Isaac Newton’s Unpublished Notes on the Plague on Offer at Bonhams
New York — Pandemics, sadly, are nothing new. The Black Death, for example, lasted on and off from 1331 until the middle of the 18th century. Its last major manifestation was The Great Plague of London, 1665-66, which killed 100,000 people – a quarter of the city’s population – while many more people across England had their lives disrupted. The scientist Isaac Newton was a student at Trinity College, Cambridge when the university closed in 1665 as a precaution against the plague. He didn’t return until 1667. Shortly afterwards, he began his study of chemistry, becoming immersed in the work of Edward Boyle and Jan Baptist van Helmont. Two unpublished handwritten pages of Newton’s notes on Van Helmont’s 1667 book on the plague, De Peste are offered at Bonhams online-only Essential Genius: Ten Important Manuscripts sale which runs from June 1- 10. The estimate is $80,000-120,000.

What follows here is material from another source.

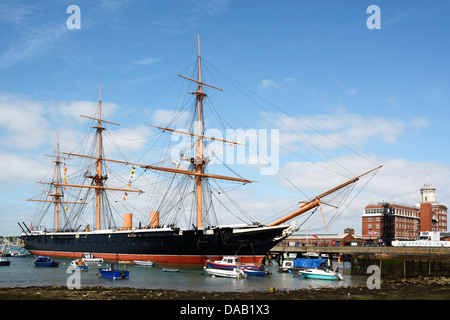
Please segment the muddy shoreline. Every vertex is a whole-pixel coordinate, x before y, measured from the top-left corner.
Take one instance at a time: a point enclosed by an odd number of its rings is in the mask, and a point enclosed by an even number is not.
[[[419,277],[400,281],[383,281],[380,289],[369,289],[366,285],[357,285],[289,291],[275,288],[258,292],[202,292],[117,287],[82,287],[80,289],[68,289],[63,286],[15,287],[0,288],[0,300],[450,300],[450,278]]]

The manuscript is the most substantial written statement Newton is known to have made about the plague. In analyzing and distilling Van Helmont’s first-hand and medical knowledge, Newton records both causes, modes of transmission, and cures, identifies symptoms and their identification, as well as prescriptions for avoiding the plague. He notes, for instance, the case of a man who having touched “pestilent papyrus, immediately felt a pain like a pricking needle, and developed a pestilent ulcer in the forefinger, and died in two days."

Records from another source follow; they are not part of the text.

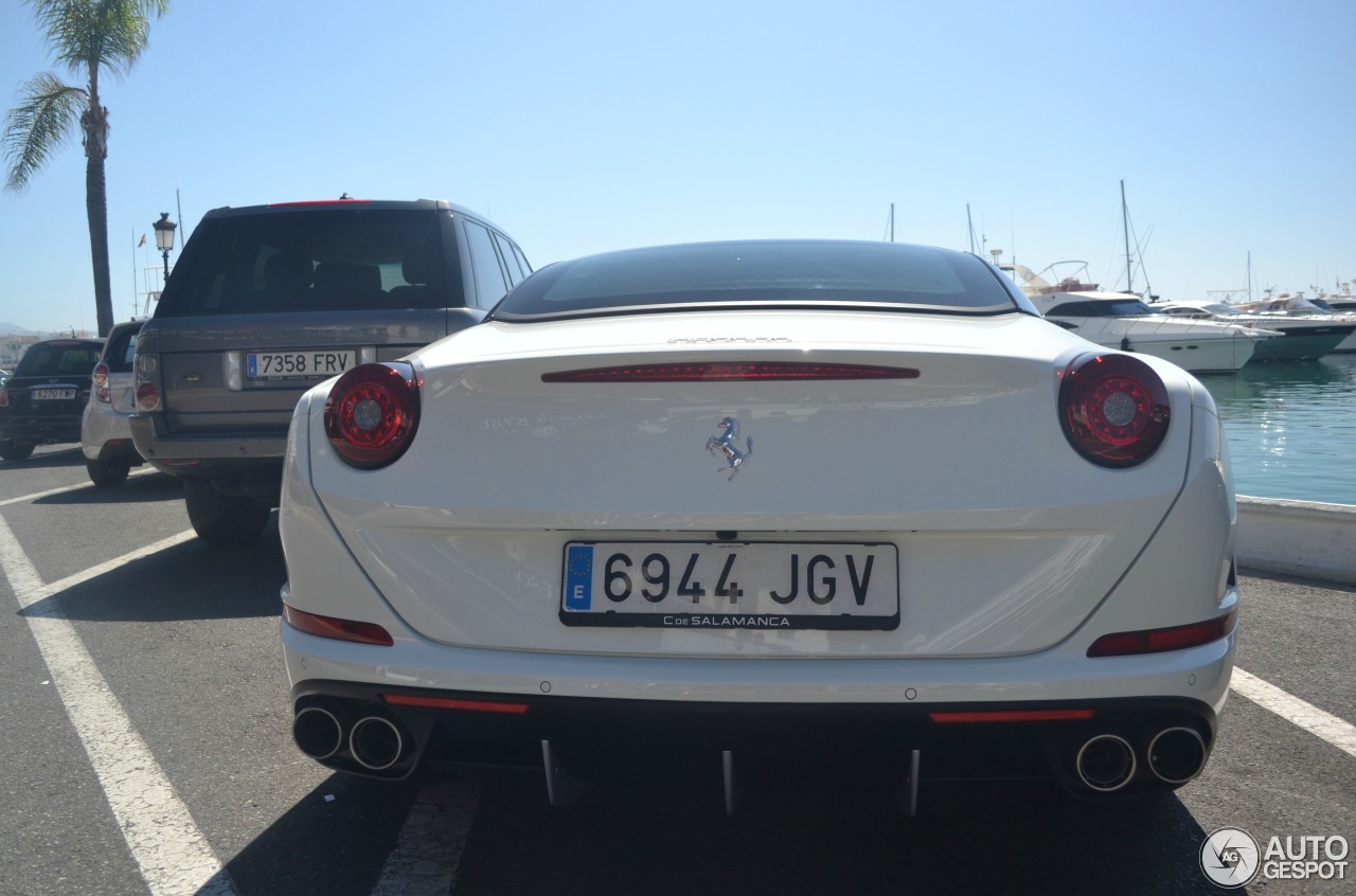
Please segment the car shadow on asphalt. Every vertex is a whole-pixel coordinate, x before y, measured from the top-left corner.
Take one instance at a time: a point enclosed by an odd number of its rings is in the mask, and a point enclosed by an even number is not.
[[[243,896],[366,896],[416,796],[411,783],[332,775],[226,872]],[[759,793],[728,819],[719,792],[599,788],[553,808],[537,778],[490,778],[453,892],[1219,892],[1200,869],[1205,831],[1176,797],[1127,809],[1045,792],[930,796],[907,819],[884,789]]]
[[[224,870],[241,896],[369,896],[418,796],[411,783],[334,774]]]
[[[909,819],[883,786],[750,794],[727,819],[716,789],[599,790],[555,809],[541,789],[487,788],[458,896],[1218,892],[1200,870],[1205,832],[1174,796],[1082,804],[944,785]]]
[[[191,539],[132,560],[34,602],[24,615],[56,607],[68,619],[163,622],[278,615],[287,579],[275,522],[255,542],[225,548]]]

Some of the observations are as clear and simple as the current social distancing instructions “places infected with the Plague are to be avoided…,”. Others will appear very odd to most modern minds. Discussing remedies, for example, Newton writes “the best is a toad suspended by the legs in a chimney for three days, which at last vomited up earth with various insects in it, onto a dish of yellow wax, and shortly after died. Combining powdered toad with the excretions and serum made into lozenges and worn about the affected area, drove away the contagion and drew out the poison.”

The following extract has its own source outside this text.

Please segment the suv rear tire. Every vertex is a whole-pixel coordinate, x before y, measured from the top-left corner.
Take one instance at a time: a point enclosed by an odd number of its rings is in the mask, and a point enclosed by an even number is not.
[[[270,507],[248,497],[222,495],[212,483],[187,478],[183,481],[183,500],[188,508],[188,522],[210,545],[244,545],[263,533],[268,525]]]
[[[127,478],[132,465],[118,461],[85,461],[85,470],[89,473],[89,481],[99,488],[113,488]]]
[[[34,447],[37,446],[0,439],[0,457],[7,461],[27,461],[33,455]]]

Book and Manuscript specialist at Bonhams New York, Darren Sutherland said, “Van Helmont was a great influence on Newton. Newton's notes are essentially his take on the "De Peste," including theories on its causes and speculation about cures. They represent the only significant writings on the subject by the world’s greatest scientific mind that we have been able to trace. A timely reminder, perhaps, that there is nothing new under the sun.”
The sale offers a curated collection of 10 world-class manuscripts celebrating the thinkers and ideas that have transformed the world. Spanning 600 years of history, these manuscripts highlight critical moments in the evolution of western culture. Individually and collectively, they speak to the sensibility and needs of the modern age.
In addition to the Newton manuscript, other highlights include:
• An autographed and signed draft of the final lines of Walt Whitman’s very last poem, A Thought of Columbus. Composed in the months leading up to his death and in expectation of the Columbian Exhibition of 1893, A Thought of Columbus represents a coda to Whitman's lifelong poetic work, his swan song to the American ideal. Whitman began the poem in November 1891, scribbling lines on envelopes, old letters, and odd pieces of paper. The scrap here is on an envelope post-marked Nov 9, 1891, with the original lines that form the end of the poem, followed only by a parenthetical “added word yet to my song,” with significant alterations from the published version, and signed beneath in a similar fashion to the final manuscript. Estimate: $10,000-15,000.
• A beautiful Renaissance manuscript of two of Plato’s greatest dialogues, his Phaedo, known to ancient readers as On the Soul, and his Gorgias, an early manuscript of the translation of Leonardo Bruni. Bound with Bruni’s influential Cicero Novus, as well as a series of important Bruni translations of Demosthenes and Aeschines, this bound compilation represents meditations on mortality and morality, and begins with Plato’s arguments for the immortality of the soul from the point-of-view of Socrates’ death-bed. Renaissance manuscripts of Plato are rare in private hands, with no comparable Bruni-Plato manuscripts recorded at auction in the last 50 years. Estimate: $150,000-250,000.
• Plus: Wittgenstein on Godel; Darwin on Evolution; Twain on Medicine, and an exceptionally rare Lobachevsky’s autograph.